というか、もとをただせば守護騎士たちが報連相してないからこんな事態になったわけで俺は悪くないと思う。
「いや、司郎君が悪いと思うの」
「司郎が悪い」
「いや、貴様が悪いだろう」
「お前が悪い」
「この2人に関しては君が悪いと思うわ」
「同じく」
「ようわからんけど、司郎君がわるいんやね」
なんだようみんなして。ひどいや。
で、俺はそろそろユーノくんが闇の書こと夜天の書について調べ終わった頃なので聞いてきてくれないかとなのフェイにお願いする。
「夜天の書? その名前、なんか引っかかるような」
ヴィータが名前を聞いて過去の主のことを思い出したのか頭痛を抑えるように片手を頭に当てている。
そういえば原作でも1番最初に闇の書の違和感に気づいたのもヴィータだったっけ。
君のように勘のいい子は1番最初に闇の書の防衛プログラムにやられそうだな。
で、それからなんやかんやあってなのフェイもはやてさんを治すのに協力してくれることとなった。
なんやかんやの部分はフェイトさんのソニックフォーム初披露とかヴィータの攻撃を全部下して心を折ってから「悪魔でいいよ」とスターライトブレイカーを叩き込むなのはさんという原作シーンの切り抜きでも見てほしい。

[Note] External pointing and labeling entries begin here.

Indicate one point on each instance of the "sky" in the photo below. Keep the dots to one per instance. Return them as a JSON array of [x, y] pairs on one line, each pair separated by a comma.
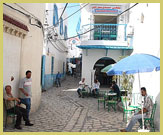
[[73, 20]]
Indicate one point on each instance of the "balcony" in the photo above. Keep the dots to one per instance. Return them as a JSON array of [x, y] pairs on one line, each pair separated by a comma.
[[104, 32], [104, 36]]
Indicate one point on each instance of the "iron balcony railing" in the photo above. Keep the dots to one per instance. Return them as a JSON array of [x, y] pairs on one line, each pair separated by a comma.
[[104, 32]]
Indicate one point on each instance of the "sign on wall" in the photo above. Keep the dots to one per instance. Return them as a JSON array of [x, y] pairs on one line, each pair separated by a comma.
[[106, 9]]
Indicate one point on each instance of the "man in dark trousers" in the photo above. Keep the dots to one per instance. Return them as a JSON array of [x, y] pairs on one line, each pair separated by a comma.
[[25, 91], [58, 79], [115, 88], [10, 102]]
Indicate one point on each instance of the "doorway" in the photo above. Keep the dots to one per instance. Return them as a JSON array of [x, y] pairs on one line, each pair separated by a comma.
[[103, 78]]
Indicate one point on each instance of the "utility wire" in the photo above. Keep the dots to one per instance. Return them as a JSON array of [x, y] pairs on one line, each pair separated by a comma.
[[55, 46], [16, 10], [106, 22], [27, 15], [70, 15], [67, 7], [63, 11], [26, 11]]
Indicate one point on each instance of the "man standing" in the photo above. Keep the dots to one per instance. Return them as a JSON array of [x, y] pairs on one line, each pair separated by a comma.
[[25, 91], [11, 108], [147, 110], [81, 87], [116, 89], [58, 78]]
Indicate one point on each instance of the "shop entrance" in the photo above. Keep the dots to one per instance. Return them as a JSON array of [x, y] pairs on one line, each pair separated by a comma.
[[104, 80]]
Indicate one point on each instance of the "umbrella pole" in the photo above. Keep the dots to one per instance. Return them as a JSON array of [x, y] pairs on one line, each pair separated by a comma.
[[141, 102]]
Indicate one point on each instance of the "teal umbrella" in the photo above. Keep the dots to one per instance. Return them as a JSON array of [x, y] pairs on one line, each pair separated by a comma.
[[107, 68]]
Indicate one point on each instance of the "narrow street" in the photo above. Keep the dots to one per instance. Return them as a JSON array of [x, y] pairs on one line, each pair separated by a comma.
[[62, 111]]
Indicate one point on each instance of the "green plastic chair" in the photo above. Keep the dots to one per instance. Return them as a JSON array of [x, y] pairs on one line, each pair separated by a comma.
[[97, 35], [102, 98], [150, 120], [126, 109], [8, 114], [84, 93]]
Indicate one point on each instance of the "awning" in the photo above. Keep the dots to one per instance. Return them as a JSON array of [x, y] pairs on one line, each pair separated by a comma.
[[105, 47], [14, 22]]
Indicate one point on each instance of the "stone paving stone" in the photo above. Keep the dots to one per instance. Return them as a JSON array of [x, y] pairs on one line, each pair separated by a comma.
[[63, 111]]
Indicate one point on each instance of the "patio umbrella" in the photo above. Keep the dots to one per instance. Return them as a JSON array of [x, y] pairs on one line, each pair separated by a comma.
[[137, 63], [105, 69]]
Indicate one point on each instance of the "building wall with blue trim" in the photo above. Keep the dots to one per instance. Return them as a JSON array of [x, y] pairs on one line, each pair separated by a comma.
[[55, 51]]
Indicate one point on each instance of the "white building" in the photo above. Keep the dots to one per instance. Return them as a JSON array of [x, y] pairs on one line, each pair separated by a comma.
[[136, 30], [105, 41], [22, 46], [55, 47], [146, 24]]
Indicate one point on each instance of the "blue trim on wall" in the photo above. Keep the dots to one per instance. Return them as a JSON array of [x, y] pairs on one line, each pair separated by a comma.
[[61, 26], [104, 47], [65, 32], [55, 16], [43, 71], [50, 80]]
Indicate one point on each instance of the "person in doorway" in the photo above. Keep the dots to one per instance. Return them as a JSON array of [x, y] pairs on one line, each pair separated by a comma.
[[147, 110], [25, 91], [96, 88], [13, 107], [81, 87], [115, 88], [58, 78]]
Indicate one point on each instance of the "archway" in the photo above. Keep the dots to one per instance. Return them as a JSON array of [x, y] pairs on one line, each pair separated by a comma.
[[104, 80]]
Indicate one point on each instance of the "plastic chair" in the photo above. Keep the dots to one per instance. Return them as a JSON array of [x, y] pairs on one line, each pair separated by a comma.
[[9, 114], [151, 119], [112, 103], [102, 98], [126, 109]]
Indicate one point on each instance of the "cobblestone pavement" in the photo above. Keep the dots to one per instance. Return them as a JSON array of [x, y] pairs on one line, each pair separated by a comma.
[[62, 111]]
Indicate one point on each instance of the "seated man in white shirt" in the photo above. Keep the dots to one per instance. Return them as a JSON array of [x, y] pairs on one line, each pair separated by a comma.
[[10, 106], [96, 87], [81, 87]]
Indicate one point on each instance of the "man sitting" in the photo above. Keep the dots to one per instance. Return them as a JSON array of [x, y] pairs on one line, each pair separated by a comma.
[[19, 111], [147, 110], [96, 87], [115, 88], [81, 87]]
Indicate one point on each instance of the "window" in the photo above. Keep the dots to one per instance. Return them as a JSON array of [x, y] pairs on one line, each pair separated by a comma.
[[55, 16], [65, 33], [61, 26]]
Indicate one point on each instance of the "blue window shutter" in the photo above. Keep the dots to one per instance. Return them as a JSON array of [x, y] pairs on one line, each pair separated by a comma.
[[65, 33], [52, 65], [61, 26], [55, 16]]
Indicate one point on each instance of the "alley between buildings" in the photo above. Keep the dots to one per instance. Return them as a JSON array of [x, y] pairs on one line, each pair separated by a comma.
[[62, 111]]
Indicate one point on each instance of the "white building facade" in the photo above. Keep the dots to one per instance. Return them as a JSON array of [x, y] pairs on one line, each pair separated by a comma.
[[109, 37], [146, 24], [55, 47], [22, 46], [105, 41]]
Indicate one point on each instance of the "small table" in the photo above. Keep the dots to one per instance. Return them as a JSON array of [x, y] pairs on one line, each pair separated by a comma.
[[109, 95]]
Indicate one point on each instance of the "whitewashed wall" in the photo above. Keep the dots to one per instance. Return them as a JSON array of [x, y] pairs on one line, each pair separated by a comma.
[[31, 49], [147, 40]]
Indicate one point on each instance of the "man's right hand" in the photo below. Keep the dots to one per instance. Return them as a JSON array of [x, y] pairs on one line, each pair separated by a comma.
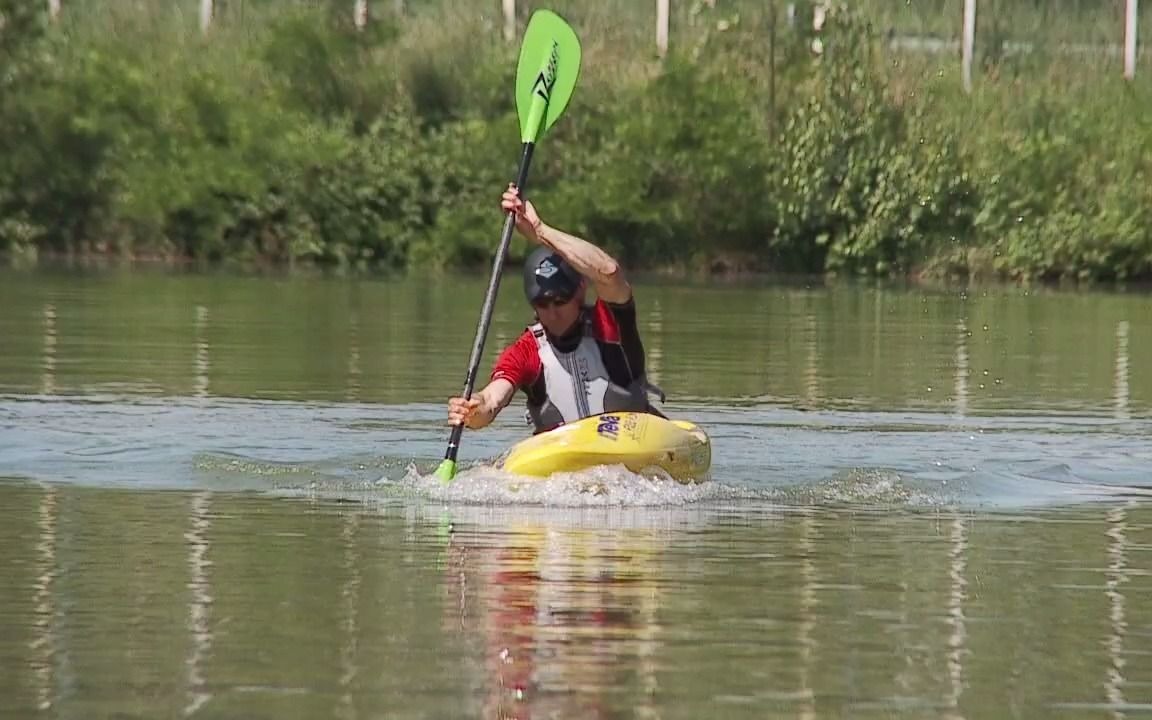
[[461, 411]]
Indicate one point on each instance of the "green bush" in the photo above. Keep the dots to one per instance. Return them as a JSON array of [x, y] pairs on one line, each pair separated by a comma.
[[292, 136]]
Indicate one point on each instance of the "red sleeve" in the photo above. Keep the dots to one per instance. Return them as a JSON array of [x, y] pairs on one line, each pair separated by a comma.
[[518, 363]]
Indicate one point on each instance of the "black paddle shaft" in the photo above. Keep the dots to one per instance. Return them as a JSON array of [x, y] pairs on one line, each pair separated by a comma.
[[490, 300]]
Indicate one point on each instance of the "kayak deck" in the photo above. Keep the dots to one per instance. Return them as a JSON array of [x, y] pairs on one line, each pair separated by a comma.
[[639, 441]]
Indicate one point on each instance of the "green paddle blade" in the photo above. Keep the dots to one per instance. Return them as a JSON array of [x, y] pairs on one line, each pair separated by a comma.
[[546, 74]]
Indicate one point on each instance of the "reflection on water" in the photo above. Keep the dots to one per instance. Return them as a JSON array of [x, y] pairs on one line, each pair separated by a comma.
[[43, 646], [957, 638], [904, 521], [840, 347], [1118, 575], [960, 394], [1121, 394], [336, 609], [203, 364], [48, 358], [201, 600]]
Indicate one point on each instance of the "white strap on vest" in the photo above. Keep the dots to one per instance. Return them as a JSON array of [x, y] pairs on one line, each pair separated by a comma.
[[576, 381]]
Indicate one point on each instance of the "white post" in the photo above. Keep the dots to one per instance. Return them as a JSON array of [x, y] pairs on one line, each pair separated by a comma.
[[509, 7], [207, 8], [661, 27], [1130, 22], [968, 44]]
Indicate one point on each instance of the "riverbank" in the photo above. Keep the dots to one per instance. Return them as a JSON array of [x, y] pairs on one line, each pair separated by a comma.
[[297, 139]]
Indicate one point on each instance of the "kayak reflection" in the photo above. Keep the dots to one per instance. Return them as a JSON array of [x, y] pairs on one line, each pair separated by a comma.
[[567, 613]]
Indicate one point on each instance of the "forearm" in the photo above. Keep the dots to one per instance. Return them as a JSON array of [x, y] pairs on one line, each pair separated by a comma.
[[492, 400], [589, 260]]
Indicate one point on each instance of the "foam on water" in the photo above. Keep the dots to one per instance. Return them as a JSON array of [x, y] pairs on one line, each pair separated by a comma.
[[601, 486]]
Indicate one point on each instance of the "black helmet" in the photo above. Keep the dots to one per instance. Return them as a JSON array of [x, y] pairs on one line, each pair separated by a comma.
[[546, 274]]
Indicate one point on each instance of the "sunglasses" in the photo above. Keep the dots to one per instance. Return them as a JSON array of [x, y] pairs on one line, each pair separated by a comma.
[[551, 301]]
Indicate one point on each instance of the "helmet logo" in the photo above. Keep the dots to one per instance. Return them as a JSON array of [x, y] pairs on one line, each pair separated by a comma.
[[546, 268]]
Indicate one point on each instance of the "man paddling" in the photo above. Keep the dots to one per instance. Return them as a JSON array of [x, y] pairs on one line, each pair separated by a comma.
[[576, 360]]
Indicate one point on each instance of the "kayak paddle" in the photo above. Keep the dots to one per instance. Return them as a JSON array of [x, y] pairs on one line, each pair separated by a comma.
[[545, 78]]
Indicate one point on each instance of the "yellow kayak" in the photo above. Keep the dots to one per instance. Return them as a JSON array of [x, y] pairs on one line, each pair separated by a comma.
[[639, 441]]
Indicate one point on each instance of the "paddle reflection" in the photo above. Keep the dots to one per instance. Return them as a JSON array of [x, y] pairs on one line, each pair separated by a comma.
[[568, 614]]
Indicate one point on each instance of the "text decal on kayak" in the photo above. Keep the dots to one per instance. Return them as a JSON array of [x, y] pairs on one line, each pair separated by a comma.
[[547, 77], [608, 426]]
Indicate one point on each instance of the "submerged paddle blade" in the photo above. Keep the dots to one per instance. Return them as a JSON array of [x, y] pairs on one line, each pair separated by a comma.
[[446, 471], [546, 74]]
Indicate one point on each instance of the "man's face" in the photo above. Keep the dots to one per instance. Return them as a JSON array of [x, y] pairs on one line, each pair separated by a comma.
[[559, 316]]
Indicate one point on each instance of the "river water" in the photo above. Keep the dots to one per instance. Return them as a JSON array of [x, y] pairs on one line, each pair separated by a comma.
[[214, 501]]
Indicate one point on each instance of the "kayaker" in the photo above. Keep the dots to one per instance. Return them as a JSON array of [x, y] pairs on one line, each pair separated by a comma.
[[577, 360]]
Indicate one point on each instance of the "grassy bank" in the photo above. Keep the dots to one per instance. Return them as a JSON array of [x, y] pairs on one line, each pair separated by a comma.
[[288, 136]]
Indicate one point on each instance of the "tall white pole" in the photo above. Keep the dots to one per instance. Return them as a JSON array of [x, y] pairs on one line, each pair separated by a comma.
[[509, 7], [661, 27], [207, 8], [968, 44], [1130, 22]]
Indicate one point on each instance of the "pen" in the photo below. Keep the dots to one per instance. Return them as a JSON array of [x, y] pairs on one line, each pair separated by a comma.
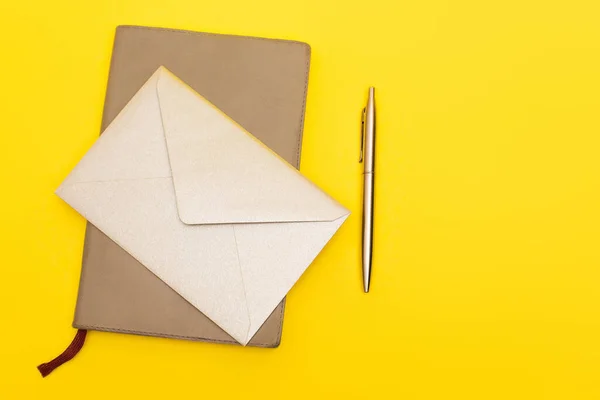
[[367, 157]]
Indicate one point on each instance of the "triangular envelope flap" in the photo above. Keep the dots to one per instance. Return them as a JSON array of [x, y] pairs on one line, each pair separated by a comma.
[[222, 174]]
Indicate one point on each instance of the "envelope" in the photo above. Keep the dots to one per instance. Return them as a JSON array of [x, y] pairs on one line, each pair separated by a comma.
[[204, 205]]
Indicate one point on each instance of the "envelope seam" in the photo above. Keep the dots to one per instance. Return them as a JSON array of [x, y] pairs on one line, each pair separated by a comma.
[[237, 253]]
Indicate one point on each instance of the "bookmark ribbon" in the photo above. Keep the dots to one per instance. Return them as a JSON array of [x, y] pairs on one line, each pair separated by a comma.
[[70, 352]]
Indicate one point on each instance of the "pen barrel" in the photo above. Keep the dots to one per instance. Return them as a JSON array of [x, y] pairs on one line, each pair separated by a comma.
[[367, 227], [369, 139]]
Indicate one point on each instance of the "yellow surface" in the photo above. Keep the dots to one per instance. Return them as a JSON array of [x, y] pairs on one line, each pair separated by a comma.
[[487, 256]]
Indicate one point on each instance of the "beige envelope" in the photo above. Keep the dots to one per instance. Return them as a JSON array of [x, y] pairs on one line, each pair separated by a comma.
[[204, 205]]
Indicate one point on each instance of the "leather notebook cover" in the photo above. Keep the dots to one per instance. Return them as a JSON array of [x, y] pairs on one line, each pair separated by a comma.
[[259, 83]]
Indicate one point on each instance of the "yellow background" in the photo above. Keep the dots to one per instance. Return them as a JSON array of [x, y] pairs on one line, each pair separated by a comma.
[[487, 256]]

つまりどっちのほうが強いかの格付けである。強者によるわからせともいう。
で、なのフェイは1度アースラに戻りユーノくんに詳しい事情を聴いてくるとのこと。
アースラに行くという2人に俺はカード型の待機状態のデバイス、デュランダルを渡す。
「これ、クロノくんに渡してもらえませんか。一応お詫びも兼ねてるので」
「そういえばクロノくんのデバイス、司郎君が取ったままだったの」
「今は汎用性のデバイスを代わりに使ってるけど、エイミィがクロノが苦労してるって言ってたよ」
はい、全部俺が悪いですね。すみません。
とりあえず2人を見送る八神家一同と俺。
で、次の日。暗い顔で2人がやってきた。
ユーノくんが調べたところによると闇の書が完成したら主は闇の書の防衛機能に巻き込まれ死んでしまうということだった。
うん、原作通りだね。
だがそれを知った守護騎士たちの動揺はすさまじく先の2人によるわからせがなければ戦闘になりそうだった。
わからせ、すっごい大事。みんなわかるね?
「そうだ。これ、渡しておきますね」
俺はなのはさんとフェイトさんに用意していたGメモリを渡す。
「これは? 司郎君」
「2人用に作ったGメモリです。高町さんに渡したのが長距離射撃用。テスタロッタさんに渡したのが高速接近戦闘用」
ウイングゼロカスタムとデスサイズヘルカスタムのメモリ。俺が制作したSランク相当の魔力と装甲のゴーレムを保有できる特製メモリだ。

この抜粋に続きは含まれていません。